Twins will appear as adjacent leaves with almost zero height, meaning they are much closer to each other than to others.

5.2 5.2 Neighbor Joining (NJ)

5.2.1 5.2.1 Conceptual theory

Neighbor Joining is a distance-based tree reconstruction method, widely used in phylogenetics. It:

  • Takes a distance matrix as input.
  • Iteratively joins pairs of taxa that minimize a specific criterion (the Q-matrix).
  • Produces an unrooted tree.

Key points regarding relatives:

  • Highly similar or identical samples form short branches or appear as near neighbors.
  • Over-representation of a clade will add more leaves to that part of the tree, but usually does not change the deep structure if distances are additive.

In real phylogenetics, NJ is applied to genetic distances (e.g., p-distance, K2P, etc.), but here we can demonstrate NJ on the Euclidean distances between genotype vectors for teaching.

5.2.2 5.2.2 NJ on genotype distances

# Use ape::nj on the dist object
nj_tree <- nj(D)

# Assign tip labels to population information
nj_tree$tip.label <- paste0(geno_df$sample_id, "_", geno_df$pop)

plot(nj_tree, cex = 0.5, main = "Neighbor Joining tree from genotype distances")

Twins will appear as neighboring tips with very short branch lengths.

Note: For real phylogenetic analysis, one should use DNA sequences or proper evolutionary distances, but the logic with related samples is very similar.

7 7. Exercises

7.1 7.1 In-class exercises (short, exploratory)

  1. LDA with and without twins
    • Using geno_df, re-run LDA after removing Twin2.
    • Compare the LDA scatterplot (LD1 vs LD2) with and without the second twin.
    • Do the global population separations change?
  2. MDS with and without oversampling
    • Create a balanced subset: randomly sample 15 individuals from PopA, all from PopB and PopC.
    • Re-run MDS on this balanced dataset.
    • Compare the MDS plot to the original one. How does oversampling PopA influence the configuration?
  3. Hierarchical clustering linkage methods
    • Run hierarchical clustering with method = "single", "average", and "complete".
    • Compare how the dendrogram changes, especially for the twin pair.

7.2 7.2 Homework-style exercises (more involved)

  1. MDS vs LDA
    • On the full dataset, compare LDA (LD1 vs LD2) and MDS (MDS1 vs MDS2).
    • Which method separates PopB from PopA more clearly?
    • Discuss how supervision (LDA uses labels) influences the result.
  2. NJ on a different distance
    • Instead of Euclidean distance on SNP genotypes, compute a Manhattan distance:

      D_manhattan <- dist(geno_X, method = "manhattan")
      tree_manhattan <- nj(D_manhattan)
      plot(tree_manhattan, cex = 0.5)
    • Compare the tree to the Euclidean-based tree; how stable are the main splits?

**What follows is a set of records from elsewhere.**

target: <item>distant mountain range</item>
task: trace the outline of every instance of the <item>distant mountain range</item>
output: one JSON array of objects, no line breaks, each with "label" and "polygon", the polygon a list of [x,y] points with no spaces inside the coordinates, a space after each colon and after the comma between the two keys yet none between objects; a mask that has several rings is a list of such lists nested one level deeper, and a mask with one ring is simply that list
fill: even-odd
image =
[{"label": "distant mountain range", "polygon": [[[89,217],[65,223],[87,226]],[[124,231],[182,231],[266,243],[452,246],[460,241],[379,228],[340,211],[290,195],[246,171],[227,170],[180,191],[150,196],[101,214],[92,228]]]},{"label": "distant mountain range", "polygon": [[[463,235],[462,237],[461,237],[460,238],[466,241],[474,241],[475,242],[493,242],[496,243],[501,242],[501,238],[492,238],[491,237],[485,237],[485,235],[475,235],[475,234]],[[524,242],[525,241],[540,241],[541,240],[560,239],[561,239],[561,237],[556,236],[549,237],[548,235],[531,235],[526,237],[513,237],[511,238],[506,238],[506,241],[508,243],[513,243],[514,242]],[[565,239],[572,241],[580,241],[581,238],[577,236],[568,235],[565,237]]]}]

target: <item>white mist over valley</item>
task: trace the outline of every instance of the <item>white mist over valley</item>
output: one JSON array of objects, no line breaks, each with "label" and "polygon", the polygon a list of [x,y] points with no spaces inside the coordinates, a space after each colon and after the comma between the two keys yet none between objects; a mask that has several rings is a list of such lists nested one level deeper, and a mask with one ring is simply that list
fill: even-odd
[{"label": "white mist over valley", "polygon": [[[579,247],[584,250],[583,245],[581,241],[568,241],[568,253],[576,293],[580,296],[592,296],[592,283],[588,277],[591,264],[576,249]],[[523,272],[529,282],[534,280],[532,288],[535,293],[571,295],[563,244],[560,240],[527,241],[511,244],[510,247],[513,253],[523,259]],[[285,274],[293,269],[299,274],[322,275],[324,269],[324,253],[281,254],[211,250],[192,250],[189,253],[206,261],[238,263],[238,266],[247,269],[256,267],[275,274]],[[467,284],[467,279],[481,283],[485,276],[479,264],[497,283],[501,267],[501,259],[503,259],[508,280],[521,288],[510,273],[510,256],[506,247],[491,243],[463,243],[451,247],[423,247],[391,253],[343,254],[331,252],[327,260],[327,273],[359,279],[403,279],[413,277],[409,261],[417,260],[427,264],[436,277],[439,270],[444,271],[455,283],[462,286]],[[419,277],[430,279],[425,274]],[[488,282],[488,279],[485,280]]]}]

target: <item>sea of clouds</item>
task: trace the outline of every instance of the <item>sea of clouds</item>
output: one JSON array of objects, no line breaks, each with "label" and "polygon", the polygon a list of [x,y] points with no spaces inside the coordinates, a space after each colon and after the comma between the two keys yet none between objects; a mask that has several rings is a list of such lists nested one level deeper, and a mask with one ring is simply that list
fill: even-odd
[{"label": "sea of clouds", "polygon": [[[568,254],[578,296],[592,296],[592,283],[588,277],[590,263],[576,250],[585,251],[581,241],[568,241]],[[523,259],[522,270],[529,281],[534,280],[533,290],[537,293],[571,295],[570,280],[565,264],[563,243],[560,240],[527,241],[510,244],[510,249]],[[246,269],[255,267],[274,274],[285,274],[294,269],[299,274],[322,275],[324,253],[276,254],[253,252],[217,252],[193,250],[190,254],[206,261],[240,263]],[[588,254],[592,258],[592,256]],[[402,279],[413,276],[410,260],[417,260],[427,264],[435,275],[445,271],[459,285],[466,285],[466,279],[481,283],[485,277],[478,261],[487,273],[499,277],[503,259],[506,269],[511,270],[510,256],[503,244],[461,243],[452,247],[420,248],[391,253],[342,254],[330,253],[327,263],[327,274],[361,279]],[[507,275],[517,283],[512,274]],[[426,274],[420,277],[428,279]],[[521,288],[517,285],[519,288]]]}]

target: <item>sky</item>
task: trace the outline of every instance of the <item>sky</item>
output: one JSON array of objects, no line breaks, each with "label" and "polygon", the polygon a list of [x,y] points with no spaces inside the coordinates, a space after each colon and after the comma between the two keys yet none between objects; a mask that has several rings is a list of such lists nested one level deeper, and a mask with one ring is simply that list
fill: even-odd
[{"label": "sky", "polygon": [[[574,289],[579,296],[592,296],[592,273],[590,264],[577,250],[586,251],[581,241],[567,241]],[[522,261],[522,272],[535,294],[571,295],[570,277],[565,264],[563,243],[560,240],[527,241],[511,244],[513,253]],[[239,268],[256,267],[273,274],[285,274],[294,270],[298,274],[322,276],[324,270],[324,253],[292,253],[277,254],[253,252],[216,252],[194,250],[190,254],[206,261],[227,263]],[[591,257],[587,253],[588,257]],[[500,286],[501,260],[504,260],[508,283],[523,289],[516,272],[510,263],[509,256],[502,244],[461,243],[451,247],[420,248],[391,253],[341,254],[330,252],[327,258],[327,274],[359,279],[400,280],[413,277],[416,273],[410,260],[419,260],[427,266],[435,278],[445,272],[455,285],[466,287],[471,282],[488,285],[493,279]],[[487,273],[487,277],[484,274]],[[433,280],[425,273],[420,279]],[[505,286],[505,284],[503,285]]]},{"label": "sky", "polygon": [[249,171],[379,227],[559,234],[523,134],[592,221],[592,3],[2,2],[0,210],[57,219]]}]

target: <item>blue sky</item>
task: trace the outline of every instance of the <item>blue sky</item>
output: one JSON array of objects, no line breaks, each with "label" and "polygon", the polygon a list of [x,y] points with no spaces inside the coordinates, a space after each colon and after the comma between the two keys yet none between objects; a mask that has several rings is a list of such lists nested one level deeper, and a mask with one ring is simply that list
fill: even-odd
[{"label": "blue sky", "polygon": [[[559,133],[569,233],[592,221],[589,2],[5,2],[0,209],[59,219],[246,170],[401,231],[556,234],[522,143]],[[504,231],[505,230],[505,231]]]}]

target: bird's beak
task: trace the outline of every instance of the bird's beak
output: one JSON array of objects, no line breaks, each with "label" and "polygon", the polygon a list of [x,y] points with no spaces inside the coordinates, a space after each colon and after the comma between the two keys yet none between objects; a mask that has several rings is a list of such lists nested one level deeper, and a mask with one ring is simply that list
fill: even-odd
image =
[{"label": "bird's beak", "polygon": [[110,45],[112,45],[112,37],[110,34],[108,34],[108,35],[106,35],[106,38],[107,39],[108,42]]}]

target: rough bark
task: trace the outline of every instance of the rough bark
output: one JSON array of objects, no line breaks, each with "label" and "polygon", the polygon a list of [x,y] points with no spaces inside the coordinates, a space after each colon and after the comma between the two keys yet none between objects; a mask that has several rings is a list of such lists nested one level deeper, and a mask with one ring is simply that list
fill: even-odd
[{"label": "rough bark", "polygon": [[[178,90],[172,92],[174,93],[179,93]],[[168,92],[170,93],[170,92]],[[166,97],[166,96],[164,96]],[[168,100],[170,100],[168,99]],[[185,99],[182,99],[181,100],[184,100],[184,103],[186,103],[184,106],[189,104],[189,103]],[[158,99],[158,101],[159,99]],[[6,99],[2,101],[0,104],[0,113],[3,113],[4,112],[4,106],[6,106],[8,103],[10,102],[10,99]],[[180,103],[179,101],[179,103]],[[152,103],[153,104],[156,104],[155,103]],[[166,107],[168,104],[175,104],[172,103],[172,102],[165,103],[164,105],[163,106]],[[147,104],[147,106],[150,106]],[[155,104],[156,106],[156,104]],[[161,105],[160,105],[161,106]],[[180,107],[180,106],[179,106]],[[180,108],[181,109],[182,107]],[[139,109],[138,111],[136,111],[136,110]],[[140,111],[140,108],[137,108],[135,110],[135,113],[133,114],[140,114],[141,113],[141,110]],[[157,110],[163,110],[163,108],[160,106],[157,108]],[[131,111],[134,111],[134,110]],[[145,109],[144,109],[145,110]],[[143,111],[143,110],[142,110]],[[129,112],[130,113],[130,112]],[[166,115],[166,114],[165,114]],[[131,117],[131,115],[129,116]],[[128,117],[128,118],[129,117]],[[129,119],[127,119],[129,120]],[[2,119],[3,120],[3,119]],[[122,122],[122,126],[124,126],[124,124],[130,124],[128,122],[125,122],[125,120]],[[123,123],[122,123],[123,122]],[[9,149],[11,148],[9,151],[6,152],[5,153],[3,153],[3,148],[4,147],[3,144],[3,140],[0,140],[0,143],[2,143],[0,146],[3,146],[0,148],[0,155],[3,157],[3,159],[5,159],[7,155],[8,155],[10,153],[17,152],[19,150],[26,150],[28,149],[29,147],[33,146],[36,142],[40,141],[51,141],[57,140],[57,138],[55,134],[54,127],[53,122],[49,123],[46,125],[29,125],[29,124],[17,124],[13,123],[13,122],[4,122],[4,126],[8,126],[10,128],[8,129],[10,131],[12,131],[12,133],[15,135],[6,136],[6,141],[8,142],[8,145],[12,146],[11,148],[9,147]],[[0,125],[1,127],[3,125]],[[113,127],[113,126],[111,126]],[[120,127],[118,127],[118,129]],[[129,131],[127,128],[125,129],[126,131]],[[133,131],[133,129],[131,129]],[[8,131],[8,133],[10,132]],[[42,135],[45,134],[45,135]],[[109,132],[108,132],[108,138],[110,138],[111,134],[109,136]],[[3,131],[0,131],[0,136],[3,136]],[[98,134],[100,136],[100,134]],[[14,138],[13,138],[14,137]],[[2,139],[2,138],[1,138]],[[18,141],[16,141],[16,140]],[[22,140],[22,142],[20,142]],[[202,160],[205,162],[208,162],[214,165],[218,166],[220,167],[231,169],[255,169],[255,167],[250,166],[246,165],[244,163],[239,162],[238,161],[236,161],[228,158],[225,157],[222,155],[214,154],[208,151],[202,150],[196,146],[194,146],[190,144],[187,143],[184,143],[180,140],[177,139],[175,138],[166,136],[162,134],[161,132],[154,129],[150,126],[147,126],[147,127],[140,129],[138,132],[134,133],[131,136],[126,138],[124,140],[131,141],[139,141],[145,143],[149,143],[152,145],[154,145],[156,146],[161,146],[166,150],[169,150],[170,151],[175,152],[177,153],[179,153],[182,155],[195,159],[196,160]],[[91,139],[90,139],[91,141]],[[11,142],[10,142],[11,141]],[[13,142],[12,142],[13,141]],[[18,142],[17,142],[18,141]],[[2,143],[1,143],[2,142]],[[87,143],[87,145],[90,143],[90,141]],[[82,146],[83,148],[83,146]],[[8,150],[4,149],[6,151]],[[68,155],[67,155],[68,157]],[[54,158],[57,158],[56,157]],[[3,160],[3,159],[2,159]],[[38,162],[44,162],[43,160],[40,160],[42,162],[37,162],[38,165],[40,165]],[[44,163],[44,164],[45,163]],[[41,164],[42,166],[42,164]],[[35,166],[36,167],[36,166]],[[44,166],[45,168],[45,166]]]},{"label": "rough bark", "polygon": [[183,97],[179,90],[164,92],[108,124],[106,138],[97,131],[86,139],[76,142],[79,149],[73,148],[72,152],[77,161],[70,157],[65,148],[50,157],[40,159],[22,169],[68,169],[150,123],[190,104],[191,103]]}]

  3. Adding extra near-duplicates
    • Artificially create 5 additional near-duplicate individuals in PopC by copying 5 real individuals and adding small random noise to their genotypes.
    • Re-run MDS, hierarchical clustering, and NJ.
    • How do these extra near-duplicates in PopC affect the results?
  4. Extension to real data (optional)
    • Apply the same pipeline (LDA, MDS, clustering, NJ) to a real dataset (e.g. SNP genotypes or gene expression).
    • Identify any suspected related individuals or technical replicates.
    • Compare results with and without these samples.

This R Markdown provides code, theory, and examples to illustrate how LDA, MDS, and clustering methods behave in the presence of highly related samples. You can adapt the simulations or swap in real datasets for teaching or analysis.